Edward Penfield: An American Master
When one discusses American poster design, inevitably Edward Penfield’s name is mentioned in the conversation. Indeed, this shy, retiring New Yorker has been called the “originator of the poster in America.” Poster enthusiasts have been avidly collecting his contributions to this craft for over one hundred years. To this day, Penfield’s series of advertising placards’ for Harper's New Monthly Magazine — some 75 in all — are the most recognized and collected of his works.
What many do not realize is that Penfield’s Harpers years account for less than a third of his thirty-four year career. During the decade after his self-retirement from Harper and Brothers, his freelance work was seen by millions of people on hundreds of magazine covers and advertisements.
Not a boisterous self-promoter like some of his contemporaries — he rarely gave personal interviews — Penfield preferred to live a quiet life near his ancestral stomping grounds in New York.

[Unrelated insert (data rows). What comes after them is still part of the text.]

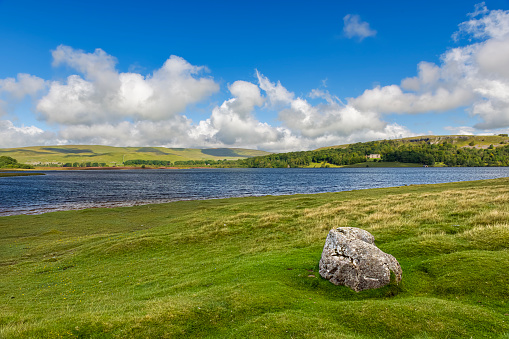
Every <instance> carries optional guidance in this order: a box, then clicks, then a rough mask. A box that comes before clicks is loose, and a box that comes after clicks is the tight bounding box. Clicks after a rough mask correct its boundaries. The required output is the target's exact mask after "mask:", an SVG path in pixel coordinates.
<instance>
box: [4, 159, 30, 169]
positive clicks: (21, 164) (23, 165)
mask: <svg viewBox="0 0 509 339" xmlns="http://www.w3.org/2000/svg"><path fill="white" fill-rule="evenodd" d="M0 168H22V169H32V168H33V166H30V165H27V164H20V163H19V162H18V160H16V159H14V158H11V157H6V156H0Z"/></svg>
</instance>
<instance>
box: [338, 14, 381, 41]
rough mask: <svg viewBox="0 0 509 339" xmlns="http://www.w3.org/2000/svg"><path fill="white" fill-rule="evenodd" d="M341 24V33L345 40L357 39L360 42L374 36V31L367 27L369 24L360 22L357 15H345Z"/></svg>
mask: <svg viewBox="0 0 509 339" xmlns="http://www.w3.org/2000/svg"><path fill="white" fill-rule="evenodd" d="M343 23H344V26H343V33H344V35H345V36H346V37H347V38H358V39H359V40H360V41H362V40H364V39H365V38H367V37H370V36H375V35H376V31H375V30H373V29H371V27H369V23H367V22H365V21H362V20H361V18H360V16H358V15H355V14H347V15H345V16H344V18H343Z"/></svg>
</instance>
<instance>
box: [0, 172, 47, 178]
mask: <svg viewBox="0 0 509 339" xmlns="http://www.w3.org/2000/svg"><path fill="white" fill-rule="evenodd" d="M29 175H44V174H43V173H30V172H1V171H0V178H1V177H26V176H29Z"/></svg>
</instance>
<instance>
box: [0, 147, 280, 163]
mask: <svg viewBox="0 0 509 339" xmlns="http://www.w3.org/2000/svg"><path fill="white" fill-rule="evenodd" d="M268 154H270V153H269V152H264V151H258V150H250V149H242V148H215V149H214V148H213V149H194V148H165V147H113V146H98V145H72V146H71V145H64V146H34V147H20V148H0V156H9V157H12V158H15V159H16V160H18V162H20V163H25V164H30V165H34V166H38V165H47V164H60V165H62V164H66V163H71V164H72V163H80V164H81V163H91V164H102V166H110V167H111V166H122V163H123V162H125V161H127V160H163V161H170V162H172V163H174V162H175V161H190V160H195V161H196V160H223V159H227V160H237V159H244V158H249V157H255V156H263V155H268Z"/></svg>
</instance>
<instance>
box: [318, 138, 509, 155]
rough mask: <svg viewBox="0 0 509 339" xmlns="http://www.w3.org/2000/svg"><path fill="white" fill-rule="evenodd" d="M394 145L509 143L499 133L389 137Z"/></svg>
mask: <svg viewBox="0 0 509 339" xmlns="http://www.w3.org/2000/svg"><path fill="white" fill-rule="evenodd" d="M391 142H394V143H395V144H396V145H398V146H400V145H404V144H410V143H422V142H424V143H427V144H441V143H444V142H448V143H451V144H453V145H455V146H458V147H473V148H488V147H489V146H490V145H493V147H498V146H505V145H508V144H509V136H508V135H507V134H499V135H425V136H418V137H408V138H402V139H391ZM350 145H352V144H346V145H337V146H326V147H320V148H318V149H316V151H319V150H324V149H330V148H347V147H348V146H350Z"/></svg>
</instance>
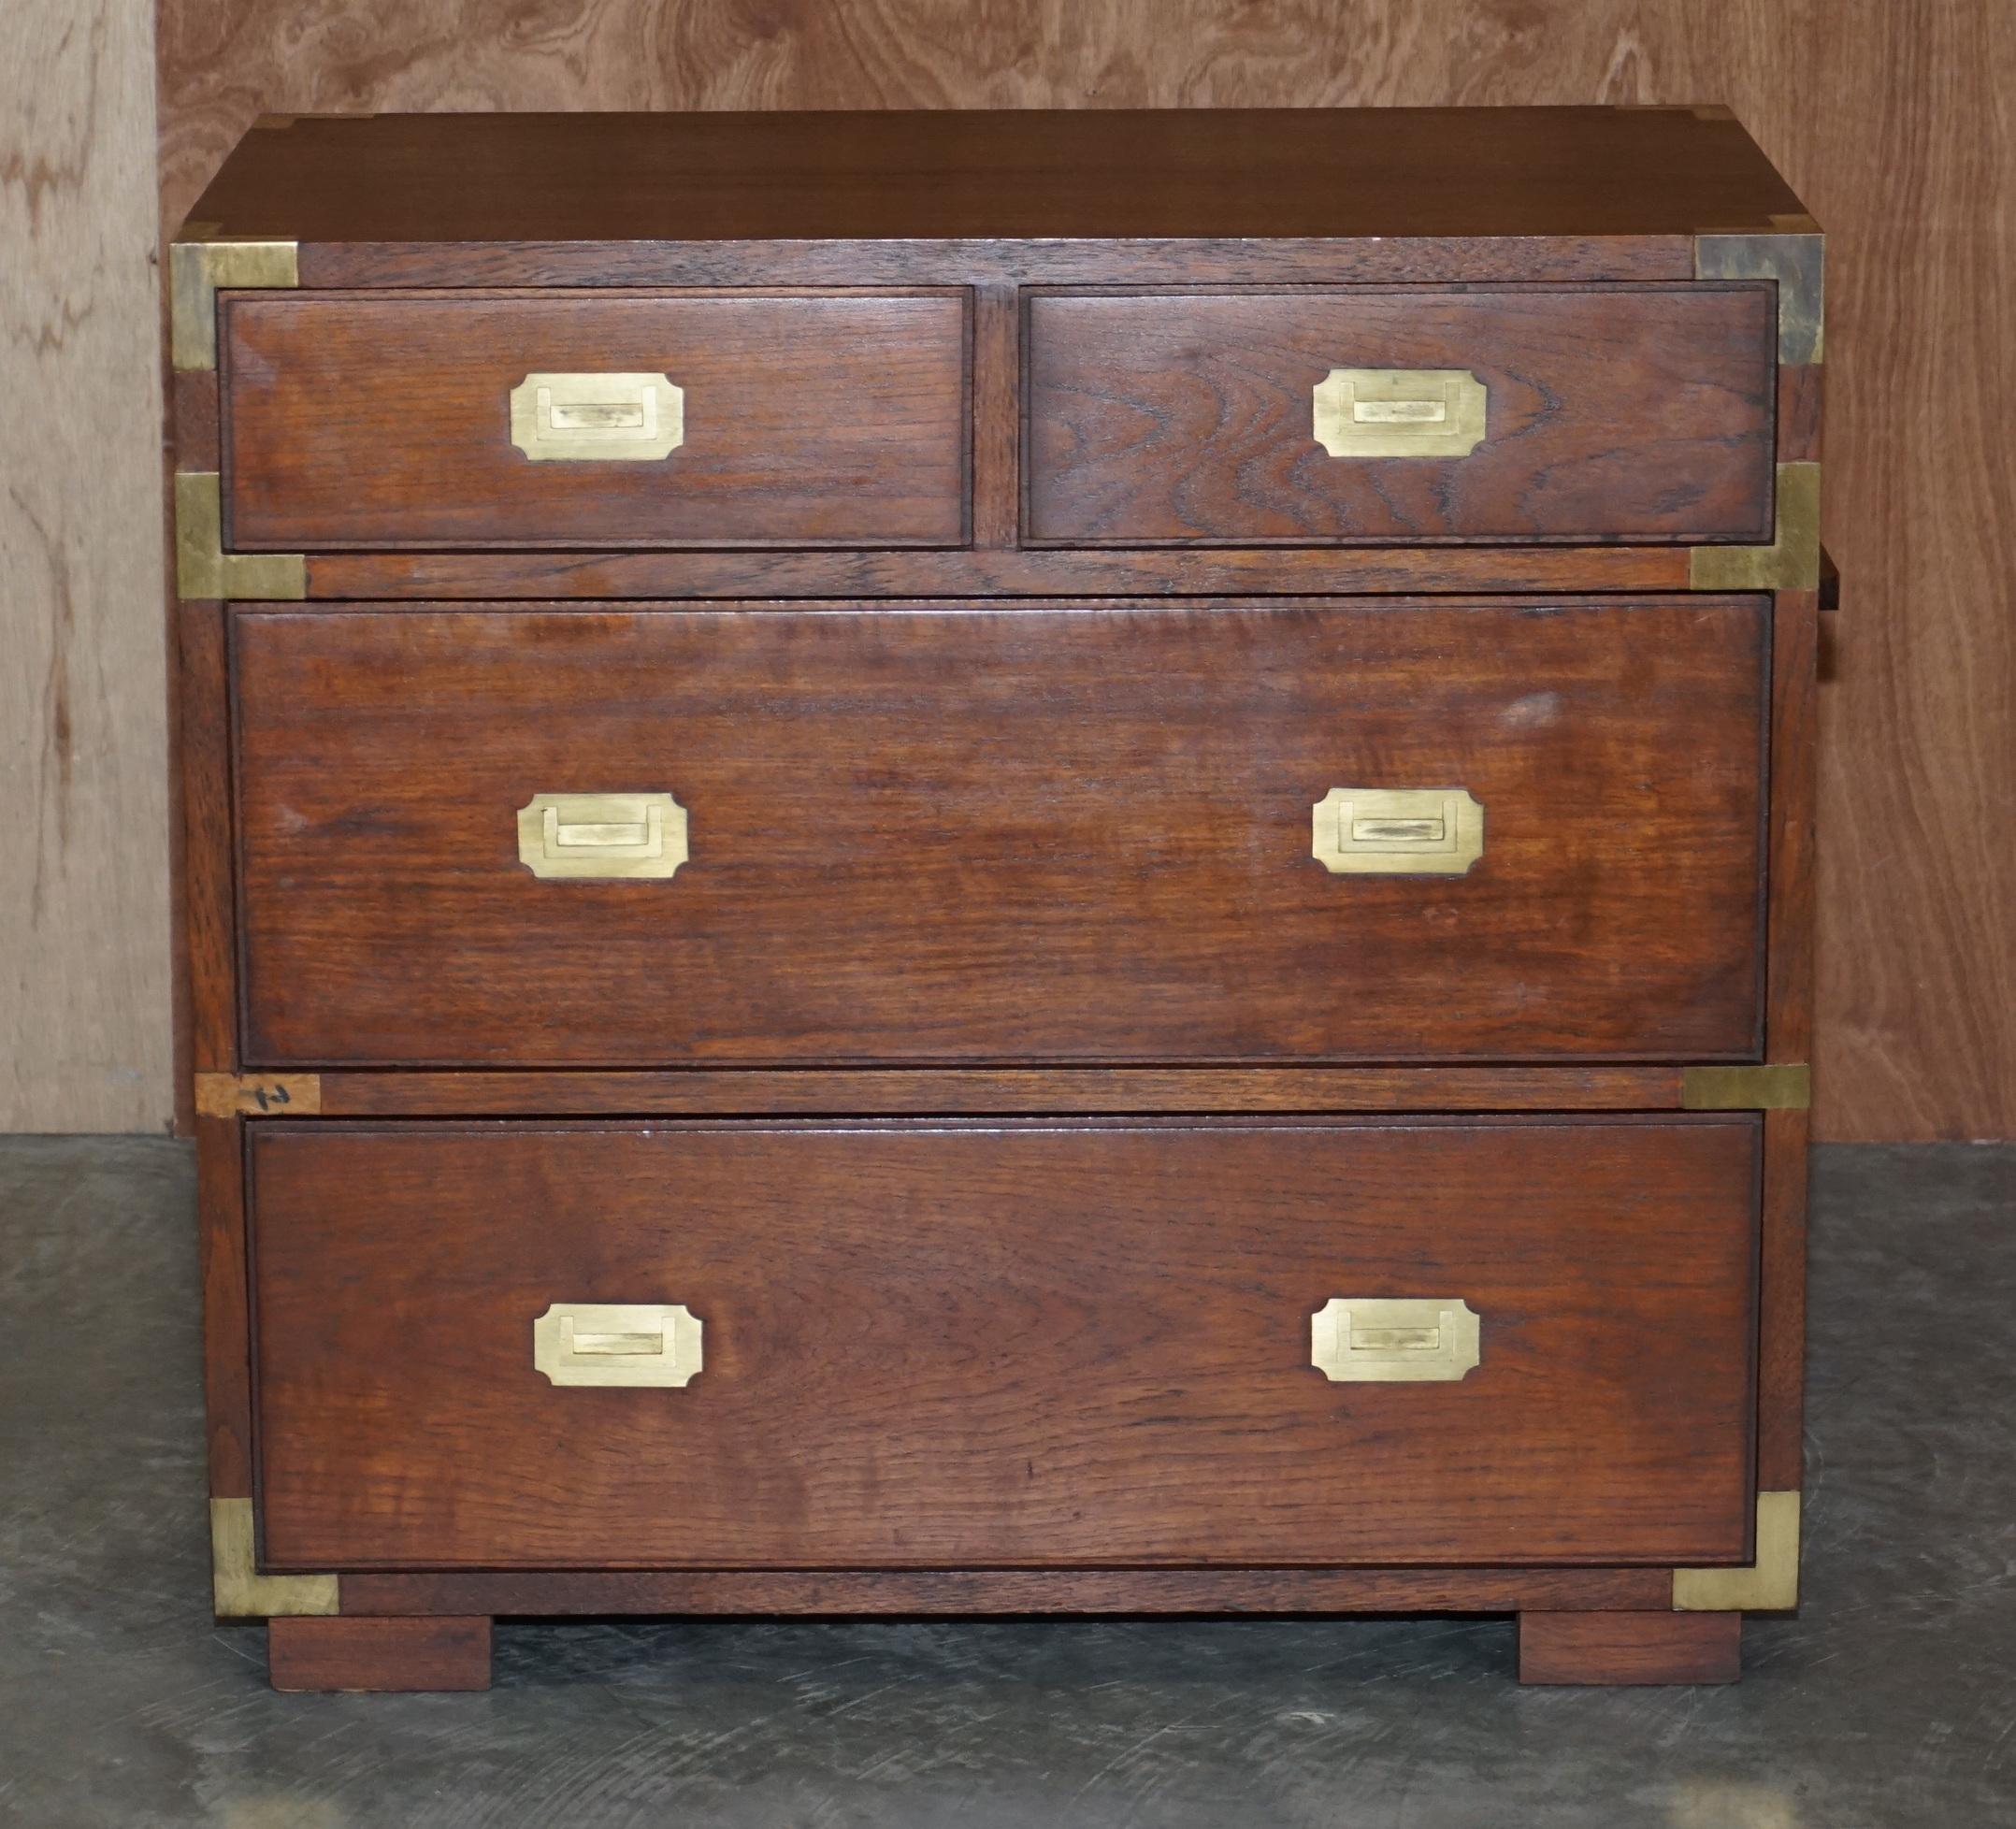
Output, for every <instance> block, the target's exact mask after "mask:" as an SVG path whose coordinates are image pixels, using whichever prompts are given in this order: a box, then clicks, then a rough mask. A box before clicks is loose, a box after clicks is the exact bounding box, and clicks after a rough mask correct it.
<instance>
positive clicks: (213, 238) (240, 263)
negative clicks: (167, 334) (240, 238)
mask: <svg viewBox="0 0 2016 1829" xmlns="http://www.w3.org/2000/svg"><path fill="white" fill-rule="evenodd" d="M298 284H300V250H298V244H294V242H238V240H230V238H228V236H226V234H224V228H222V224H216V222H185V224H183V226H181V234H179V236H175V242H173V246H171V248H169V250H167V333H169V335H167V347H169V357H171V361H173V363H175V367H177V369H179V371H183V373H196V371H206V369H216V365H218V292H236V290H274V288H284V286H298Z"/></svg>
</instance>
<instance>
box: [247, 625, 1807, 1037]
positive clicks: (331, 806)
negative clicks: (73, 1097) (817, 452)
mask: <svg viewBox="0 0 2016 1829" xmlns="http://www.w3.org/2000/svg"><path fill="white" fill-rule="evenodd" d="M1766 615H1768V599H1762V597H1726V599H1718V597H1687V599H1667V601H1641V603H1621V601H1589V599H1581V601H1568V603H1518V601H1496V603H1450V601H1433V603H1423V601H1413V603H1407V601H1399V603H1387V601H1381V603H1371V605H1367V603H1296V605H1240V607H1212V605H1157V607H1119V605H1079V607H1042V609H996V611H980V609H964V611H962V609H913V611H889V609H851V607H845V609H812V607H770V609H748V611H673V609H645V611H629V609H623V611H615V609H611V611H601V609H589V611H448V609H433V607H419V609H383V607H377V609H312V611H294V609H288V611H252V609H246V611H240V613H238V615H236V619H234V672H236V694H238V764H240V766H238V795H240V847H242V879H240V881H242V934H244V982H246V1012H244V1024H246V1034H244V1041H246V1059H248V1063H250V1065H260V1067H278V1065H288V1063H292V1065H314V1063H321V1065H343V1063H349V1065H369V1063H395V1065H399V1063H405V1065H460V1063H468V1065H603V1067H619V1065H651V1063H685V1061H696V1063H712V1065H722V1063H746V1065H762V1063H770V1065H776V1063H903V1061H917V1063H950V1061H962V1063H982V1061H1066V1063H1068V1061H1282V1059H1335V1061H1357V1059H1556V1057H1613V1059H1615V1057H1627V1059H1629V1057H1637V1059H1659V1057H1671V1059H1704V1057H1706V1059H1714V1057H1734V1059H1740V1057H1746V1055H1750V1053H1754V1049H1756V1039H1758V1034H1756V1030H1758V956H1760V954H1758V948H1760V922H1758V887H1760V869H1762V861H1760V772H1762V722H1764V676H1766ZM653 821H655V825H653ZM603 841H607V847H609V849H605V851H601V853H597V851H595V849H593V847H595V845H597V843H603ZM1339 843H1343V845H1345V847H1347V849H1351V851H1353V853H1355V855H1351V857H1341V855H1331V857H1329V859H1327V861H1318V857H1316V853H1318V851H1325V849H1327V851H1337V847H1339ZM1365 845H1371V847H1379V845H1387V847H1395V849H1389V851H1387V861H1391V863H1395V865H1399V867H1403V869H1405V871H1407V873H1399V875H1395V873H1383V871H1379V869H1373V871H1369V873H1367V871H1365V869H1363V865H1365V863H1367V857H1365V855H1359V847H1365ZM1470 845H1476V847H1480V855H1474V857H1468V855H1464V849H1466V847H1470ZM1409 847H1411V849H1409ZM597 855H601V857H605V859H609V863H607V865H599V867H597V869H599V871H601V873H603V875H605V879H597V877H593V875H589V877H583V875H581V873H579V869H577V865H575V859H579V857H597ZM1371 863H1373V865H1377V863H1381V859H1379V857H1377V855H1375V857H1373V859H1371Z"/></svg>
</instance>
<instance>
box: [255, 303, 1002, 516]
mask: <svg viewBox="0 0 2016 1829" xmlns="http://www.w3.org/2000/svg"><path fill="white" fill-rule="evenodd" d="M222 341H224V375H222V385H224V464H226V496H228V526H226V534H228V538H230V542H232V544H236V546H240V548H260V546H278V548H308V551H317V548H321V551H339V548H359V546H450V548H454V546H571V544H573V546H740V544H750V546H762V544H831V546H847V544H889V546H917V544H960V542H962V540H964V536H966V480H964V478H966V450H968V430H966V428H968V419H966V298H964V292H913V294H883V296H871V294H851V292H821V294H742V292H716V294H702V296H691V294H623V292H607V294H581V292H490V294H484V292H399V294H369V292H339V294H317V292H270V294H258V292H248V294H238V296H234V298H230V300H228V304H226V311H224V339H222ZM514 395H516V399H514Z"/></svg>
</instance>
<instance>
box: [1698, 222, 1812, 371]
mask: <svg viewBox="0 0 2016 1829" xmlns="http://www.w3.org/2000/svg"><path fill="white" fill-rule="evenodd" d="M1772 220H1774V222H1780V224H1782V228H1776V230H1768V232H1764V234H1758V232H1756V230H1744V232H1732V234H1718V232H1708V234H1697V236H1695V238H1693V276H1695V278H1697V280H1772V282H1774V284H1776V286H1778V361H1780V363H1782V365H1784V367H1788V369H1796V367H1804V365H1806V363H1818V361H1822V359H1824V355H1826V236H1822V234H1820V226H1818V224H1816V222H1814V220H1812V218H1810V216H1776V218H1772Z"/></svg>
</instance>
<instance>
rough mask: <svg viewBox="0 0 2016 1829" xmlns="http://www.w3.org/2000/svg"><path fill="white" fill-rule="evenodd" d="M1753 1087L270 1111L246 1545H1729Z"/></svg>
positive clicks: (984, 1549)
mask: <svg viewBox="0 0 2016 1829" xmlns="http://www.w3.org/2000/svg"><path fill="white" fill-rule="evenodd" d="M1756 1192H1758V1121H1756V1119H1754V1117H1748V1115H1746V1117H1726V1119H1724V1117H1693V1119H1683V1117H1673V1119H1617V1121H1601V1119H1597V1121H1564V1119H1534V1121H1488V1119H1486V1121H1476V1119H1470V1121H1435V1119H1413V1121H1300V1123H1242V1121H1198V1119H1183V1121H1171V1123H1161V1125H1155V1123H1077V1125H1068V1123H986V1125H978V1123H972V1125H960V1123H927V1121H905V1123H889V1125H835V1123H827V1125H808V1123H671V1125H667V1123H655V1125H538V1123H504V1125H490V1127H482V1129H476V1127H462V1125H439V1123H435V1125H373V1127H349V1125H321V1127H317V1125H308V1123H296V1125H270V1123H262V1125H256V1127H254V1131H252V1141H250V1198H252V1214H254V1250H252V1264H254V1301H256V1319H258V1327H256V1339H258V1347H256V1412H258V1440H260V1490H262V1502H264V1553H266V1563H268V1565H270V1567H274V1569H397V1567H425V1569H522V1567H538V1569H579V1567H635V1569H649V1567H722V1569H726V1567H841V1569H867V1567H1044V1565H1048V1567H1070V1565H1155V1563H1212V1565H1228V1563H1230V1565H1238V1563H1258V1565H1327V1563H1329V1565H1351V1563H1373V1565H1431V1563H1482V1565H1516V1563H1526V1565H1542V1563H1651V1565H1669V1563H1679V1565H1710V1563H1742V1561H1746V1559H1748V1553H1750V1518H1752V1470H1750V1456H1752V1422H1750V1420H1752V1404H1754V1397H1752V1361H1754V1331H1756V1321H1754V1297H1756V1291H1754V1274H1756V1272H1754V1252H1756Z"/></svg>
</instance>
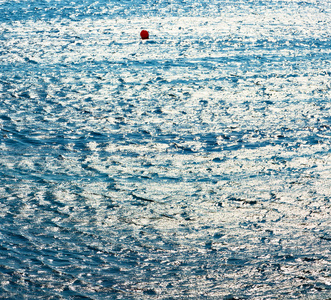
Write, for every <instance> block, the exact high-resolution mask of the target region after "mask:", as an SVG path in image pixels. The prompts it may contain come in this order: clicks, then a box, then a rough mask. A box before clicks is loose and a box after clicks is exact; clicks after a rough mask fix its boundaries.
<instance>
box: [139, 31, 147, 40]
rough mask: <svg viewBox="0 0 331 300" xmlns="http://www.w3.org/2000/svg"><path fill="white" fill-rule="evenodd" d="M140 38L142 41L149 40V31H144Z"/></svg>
mask: <svg viewBox="0 0 331 300" xmlns="http://www.w3.org/2000/svg"><path fill="white" fill-rule="evenodd" d="M140 36H141V39H142V40H147V39H148V38H149V33H148V31H147V30H142V31H141V32H140Z"/></svg>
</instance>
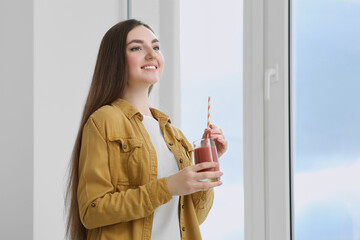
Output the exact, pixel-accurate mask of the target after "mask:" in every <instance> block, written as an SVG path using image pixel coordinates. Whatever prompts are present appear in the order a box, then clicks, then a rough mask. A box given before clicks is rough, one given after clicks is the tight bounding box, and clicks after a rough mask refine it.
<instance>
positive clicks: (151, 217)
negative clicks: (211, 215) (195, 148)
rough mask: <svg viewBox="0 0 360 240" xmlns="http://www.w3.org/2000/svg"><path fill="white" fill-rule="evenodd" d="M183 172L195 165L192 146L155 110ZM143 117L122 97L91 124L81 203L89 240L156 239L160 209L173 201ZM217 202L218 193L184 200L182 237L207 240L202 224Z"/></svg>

But at the same time he was considered “that rare person among artists, an active citizen.” He volunteered for civic duties, spoke at womens’ clubs, taught at the Art Students’s League and served as president of the Society of Illustrators.
Penfield died 8 Feb 1925 at Craig House Sanitarium in Beacon, New York, while convalescing from a fall that injured his spine more than a year earlier.
More than a poster artist, Edward Penfield was an illustrator, art editor, graphic designer, writer, painter, educator and mentor — an American Master.